Several numerical methods are employed to solve the linearized shallow-water equations describing the propagation of Poincaré waves within a one-dimensional finite domain. An analytical solution to the problem, set off by a discontinuous step like elevation, is known and allows to assess the accuracy and robustness of each method and in particular, their ability to capture the traveling discontinuities without generating spurious oscillations.
    The present work examines and applies the central and non-central compact finite difference schemes for the numerical solution of the governing equations of Poincaré waves. Undoubtedly, the central and non-central compact spatial discretization methods have higher numerical accuracy than the central second-order method, and in places where there is an exact solution, the compact methods have shown that these methods are stable under various applied boundary conditions and three-diagonal and five-diagonal forms can be used according to possible limitations. The fourth-order central compact, the third-order and the fifth-order non central compact methods are employed to carry out the spatial differencing of the governing equations and a fourth-order Runge-Kutta method is used for the temporal discretization. The Runge-Kutta time discretization method of the fourth order is a four-step method. In each step, a value for an assumed function is calculated in an intermediate time step, and in the next step, in the same time step, this value is modified.
    In this research, first, the one-dimensional advection equation, which has an analytical solution, is discretized using the above methods, and the performance and numerical accuracy of the methods are measured. Then, the governing equations of Poincaré waves are numerically solved using the mentioned methods and the results are compared for two initial conditions with discontinuous points. The initial condition of the step function is a smooth condition that produces spurious oscillations but the initial condition of the hyperbolic tangent is a sloping condition in the corners, which produces less oscillations. Finally, the numerical solutions of the central and non-central compact methods are compared with each other and the results are analyzed.

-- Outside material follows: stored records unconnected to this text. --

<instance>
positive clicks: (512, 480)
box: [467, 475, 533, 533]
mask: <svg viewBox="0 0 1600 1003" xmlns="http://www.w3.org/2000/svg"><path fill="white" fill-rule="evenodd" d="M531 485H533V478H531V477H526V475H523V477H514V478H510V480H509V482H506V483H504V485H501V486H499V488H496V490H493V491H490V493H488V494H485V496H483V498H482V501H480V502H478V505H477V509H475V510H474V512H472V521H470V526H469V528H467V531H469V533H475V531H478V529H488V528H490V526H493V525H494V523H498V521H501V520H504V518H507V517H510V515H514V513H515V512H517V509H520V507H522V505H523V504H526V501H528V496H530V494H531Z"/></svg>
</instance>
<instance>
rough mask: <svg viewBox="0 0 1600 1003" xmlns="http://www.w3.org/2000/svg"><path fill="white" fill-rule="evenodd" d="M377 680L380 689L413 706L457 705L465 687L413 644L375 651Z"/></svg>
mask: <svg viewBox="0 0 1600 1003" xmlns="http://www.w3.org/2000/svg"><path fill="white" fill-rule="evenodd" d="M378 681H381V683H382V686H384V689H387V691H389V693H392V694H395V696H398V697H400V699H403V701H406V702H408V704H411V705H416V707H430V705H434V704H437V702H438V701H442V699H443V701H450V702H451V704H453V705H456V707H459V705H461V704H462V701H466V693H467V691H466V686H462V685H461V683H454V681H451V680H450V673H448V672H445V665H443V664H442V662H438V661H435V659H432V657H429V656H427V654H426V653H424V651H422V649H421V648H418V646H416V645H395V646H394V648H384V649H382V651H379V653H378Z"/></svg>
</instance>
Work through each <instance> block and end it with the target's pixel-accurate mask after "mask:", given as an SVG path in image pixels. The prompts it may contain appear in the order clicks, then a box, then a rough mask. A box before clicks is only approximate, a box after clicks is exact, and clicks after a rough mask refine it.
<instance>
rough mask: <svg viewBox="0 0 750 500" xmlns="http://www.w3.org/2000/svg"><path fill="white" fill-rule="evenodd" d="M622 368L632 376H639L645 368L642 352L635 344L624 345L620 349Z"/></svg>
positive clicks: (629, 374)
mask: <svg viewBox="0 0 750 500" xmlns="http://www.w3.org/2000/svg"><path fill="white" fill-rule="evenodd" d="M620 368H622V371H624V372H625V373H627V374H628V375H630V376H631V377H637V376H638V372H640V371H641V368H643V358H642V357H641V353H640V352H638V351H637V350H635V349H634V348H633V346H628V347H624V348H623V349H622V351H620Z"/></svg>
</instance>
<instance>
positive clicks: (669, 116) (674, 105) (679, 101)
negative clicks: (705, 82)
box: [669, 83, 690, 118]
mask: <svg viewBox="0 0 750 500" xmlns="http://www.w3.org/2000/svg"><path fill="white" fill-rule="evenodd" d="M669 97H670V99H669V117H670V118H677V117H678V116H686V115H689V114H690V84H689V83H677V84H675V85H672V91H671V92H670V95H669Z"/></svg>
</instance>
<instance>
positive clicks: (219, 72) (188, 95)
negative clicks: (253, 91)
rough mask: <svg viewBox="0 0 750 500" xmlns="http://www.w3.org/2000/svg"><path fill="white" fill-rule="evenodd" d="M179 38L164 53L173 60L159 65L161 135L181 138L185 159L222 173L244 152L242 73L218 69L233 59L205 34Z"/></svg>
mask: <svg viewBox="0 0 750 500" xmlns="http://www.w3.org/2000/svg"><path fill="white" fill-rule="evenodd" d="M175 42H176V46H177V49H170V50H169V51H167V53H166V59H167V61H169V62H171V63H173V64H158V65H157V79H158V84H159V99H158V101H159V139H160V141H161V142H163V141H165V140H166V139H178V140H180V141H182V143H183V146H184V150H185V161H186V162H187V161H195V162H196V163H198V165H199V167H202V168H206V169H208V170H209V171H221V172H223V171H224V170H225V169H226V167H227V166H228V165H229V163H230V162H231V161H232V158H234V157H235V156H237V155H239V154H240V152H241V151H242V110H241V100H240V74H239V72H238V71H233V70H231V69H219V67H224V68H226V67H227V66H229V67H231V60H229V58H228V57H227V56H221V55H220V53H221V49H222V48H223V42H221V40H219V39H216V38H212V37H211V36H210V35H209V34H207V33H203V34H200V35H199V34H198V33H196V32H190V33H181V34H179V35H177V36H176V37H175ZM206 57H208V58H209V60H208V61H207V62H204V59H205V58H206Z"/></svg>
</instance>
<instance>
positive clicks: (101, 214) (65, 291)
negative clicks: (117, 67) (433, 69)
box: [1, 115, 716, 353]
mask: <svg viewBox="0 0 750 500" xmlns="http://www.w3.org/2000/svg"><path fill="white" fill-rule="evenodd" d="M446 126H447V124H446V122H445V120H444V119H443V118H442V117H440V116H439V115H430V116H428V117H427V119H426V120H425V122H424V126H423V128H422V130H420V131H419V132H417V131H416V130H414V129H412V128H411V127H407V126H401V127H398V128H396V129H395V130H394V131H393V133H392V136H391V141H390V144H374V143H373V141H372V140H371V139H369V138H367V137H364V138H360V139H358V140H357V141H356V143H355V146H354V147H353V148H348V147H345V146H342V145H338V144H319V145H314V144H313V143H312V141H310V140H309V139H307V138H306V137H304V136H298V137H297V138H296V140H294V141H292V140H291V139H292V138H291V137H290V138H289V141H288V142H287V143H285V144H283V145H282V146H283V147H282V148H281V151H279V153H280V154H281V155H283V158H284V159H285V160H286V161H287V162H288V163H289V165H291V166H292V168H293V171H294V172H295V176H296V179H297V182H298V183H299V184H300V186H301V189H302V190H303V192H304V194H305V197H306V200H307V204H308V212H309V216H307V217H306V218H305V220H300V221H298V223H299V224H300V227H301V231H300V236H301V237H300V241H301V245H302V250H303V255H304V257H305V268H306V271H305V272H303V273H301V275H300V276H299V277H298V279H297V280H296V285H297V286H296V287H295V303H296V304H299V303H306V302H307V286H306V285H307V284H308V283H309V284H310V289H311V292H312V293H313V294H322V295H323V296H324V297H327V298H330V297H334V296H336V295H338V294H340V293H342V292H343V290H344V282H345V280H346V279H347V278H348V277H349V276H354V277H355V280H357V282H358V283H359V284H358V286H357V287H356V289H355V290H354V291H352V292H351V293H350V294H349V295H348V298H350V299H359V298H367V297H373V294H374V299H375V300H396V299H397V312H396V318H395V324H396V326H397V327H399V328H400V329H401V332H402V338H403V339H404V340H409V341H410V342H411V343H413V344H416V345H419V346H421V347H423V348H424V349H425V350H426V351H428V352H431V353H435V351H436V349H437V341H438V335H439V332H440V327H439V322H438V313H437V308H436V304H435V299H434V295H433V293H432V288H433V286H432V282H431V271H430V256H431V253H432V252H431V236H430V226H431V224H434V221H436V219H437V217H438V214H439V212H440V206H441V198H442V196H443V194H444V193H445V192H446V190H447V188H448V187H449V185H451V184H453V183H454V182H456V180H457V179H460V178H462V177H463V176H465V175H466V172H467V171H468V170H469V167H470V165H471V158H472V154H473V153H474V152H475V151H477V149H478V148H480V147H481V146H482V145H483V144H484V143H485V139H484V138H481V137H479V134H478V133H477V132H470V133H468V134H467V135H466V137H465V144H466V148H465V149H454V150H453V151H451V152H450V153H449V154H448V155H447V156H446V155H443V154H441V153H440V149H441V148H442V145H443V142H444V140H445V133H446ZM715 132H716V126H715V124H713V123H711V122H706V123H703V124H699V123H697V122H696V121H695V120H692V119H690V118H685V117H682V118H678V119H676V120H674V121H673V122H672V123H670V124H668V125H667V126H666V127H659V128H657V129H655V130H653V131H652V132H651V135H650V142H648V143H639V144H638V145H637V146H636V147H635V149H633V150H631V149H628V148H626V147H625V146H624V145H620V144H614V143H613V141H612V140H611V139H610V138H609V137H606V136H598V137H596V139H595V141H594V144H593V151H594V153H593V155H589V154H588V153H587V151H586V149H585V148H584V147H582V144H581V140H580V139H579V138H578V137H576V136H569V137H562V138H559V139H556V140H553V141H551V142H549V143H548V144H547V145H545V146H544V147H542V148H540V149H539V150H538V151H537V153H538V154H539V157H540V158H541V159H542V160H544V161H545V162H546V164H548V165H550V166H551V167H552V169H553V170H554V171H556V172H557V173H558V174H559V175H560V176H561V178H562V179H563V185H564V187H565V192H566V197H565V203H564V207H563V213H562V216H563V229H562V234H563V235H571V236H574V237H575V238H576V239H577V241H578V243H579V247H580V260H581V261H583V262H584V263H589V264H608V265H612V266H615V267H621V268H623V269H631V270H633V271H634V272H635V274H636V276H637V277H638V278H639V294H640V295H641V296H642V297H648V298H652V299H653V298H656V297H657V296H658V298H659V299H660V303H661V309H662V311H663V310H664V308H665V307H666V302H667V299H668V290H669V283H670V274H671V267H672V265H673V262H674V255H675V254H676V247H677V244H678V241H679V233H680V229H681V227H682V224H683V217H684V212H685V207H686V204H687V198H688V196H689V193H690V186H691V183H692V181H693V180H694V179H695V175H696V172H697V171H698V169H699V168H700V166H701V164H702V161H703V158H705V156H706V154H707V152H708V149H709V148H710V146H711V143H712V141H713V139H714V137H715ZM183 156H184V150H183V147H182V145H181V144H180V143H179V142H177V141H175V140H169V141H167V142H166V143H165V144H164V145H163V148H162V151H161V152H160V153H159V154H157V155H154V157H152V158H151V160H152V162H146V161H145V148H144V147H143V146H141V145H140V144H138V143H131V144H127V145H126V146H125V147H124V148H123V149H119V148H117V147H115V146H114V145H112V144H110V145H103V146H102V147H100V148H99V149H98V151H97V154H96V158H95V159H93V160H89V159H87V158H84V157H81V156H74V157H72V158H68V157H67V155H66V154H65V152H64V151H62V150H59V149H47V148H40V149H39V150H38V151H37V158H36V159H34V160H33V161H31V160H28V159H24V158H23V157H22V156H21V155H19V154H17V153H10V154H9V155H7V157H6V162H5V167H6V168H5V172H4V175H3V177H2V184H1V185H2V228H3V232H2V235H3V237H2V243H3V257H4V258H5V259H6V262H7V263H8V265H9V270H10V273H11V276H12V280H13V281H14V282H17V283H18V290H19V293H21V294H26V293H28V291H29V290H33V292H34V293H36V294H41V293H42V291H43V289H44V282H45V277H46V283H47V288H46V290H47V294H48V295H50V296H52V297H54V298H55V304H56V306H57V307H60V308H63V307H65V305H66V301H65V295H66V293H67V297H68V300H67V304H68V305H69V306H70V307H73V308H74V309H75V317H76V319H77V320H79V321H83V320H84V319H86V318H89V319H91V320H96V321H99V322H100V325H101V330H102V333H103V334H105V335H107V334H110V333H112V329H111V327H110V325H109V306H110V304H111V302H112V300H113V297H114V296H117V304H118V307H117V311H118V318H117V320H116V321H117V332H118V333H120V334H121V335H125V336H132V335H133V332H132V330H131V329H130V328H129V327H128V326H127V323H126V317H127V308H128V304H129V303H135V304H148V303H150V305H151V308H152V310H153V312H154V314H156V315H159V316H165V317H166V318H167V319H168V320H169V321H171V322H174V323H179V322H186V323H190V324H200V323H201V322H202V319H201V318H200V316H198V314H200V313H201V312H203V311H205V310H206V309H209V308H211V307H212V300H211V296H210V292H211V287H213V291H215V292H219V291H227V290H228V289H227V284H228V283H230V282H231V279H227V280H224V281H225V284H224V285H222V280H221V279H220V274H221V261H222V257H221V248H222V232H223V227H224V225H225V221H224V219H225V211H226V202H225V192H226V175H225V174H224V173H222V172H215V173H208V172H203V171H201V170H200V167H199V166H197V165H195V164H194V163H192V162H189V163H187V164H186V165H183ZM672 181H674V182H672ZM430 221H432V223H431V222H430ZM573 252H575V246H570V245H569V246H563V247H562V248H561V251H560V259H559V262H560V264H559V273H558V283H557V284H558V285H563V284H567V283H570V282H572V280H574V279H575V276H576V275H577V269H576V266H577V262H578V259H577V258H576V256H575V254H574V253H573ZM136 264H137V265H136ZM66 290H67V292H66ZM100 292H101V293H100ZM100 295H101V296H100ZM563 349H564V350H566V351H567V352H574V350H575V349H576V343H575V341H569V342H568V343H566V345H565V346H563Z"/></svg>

    The central and non-central compact methods work well in detecting and identifying the traveling discontinuities. Among the used methods, the non-central compact method of the fifth order has better performance. Moreover, it has a lower error and a higher numerical accuracy. However, with the increase of grid points, the computational cost of this method increases drastically because the fifth-order non-central compact method is a five-point method, and the matrix of their coefficients forms a five-diagonal matrix which has a great impact on the computational time.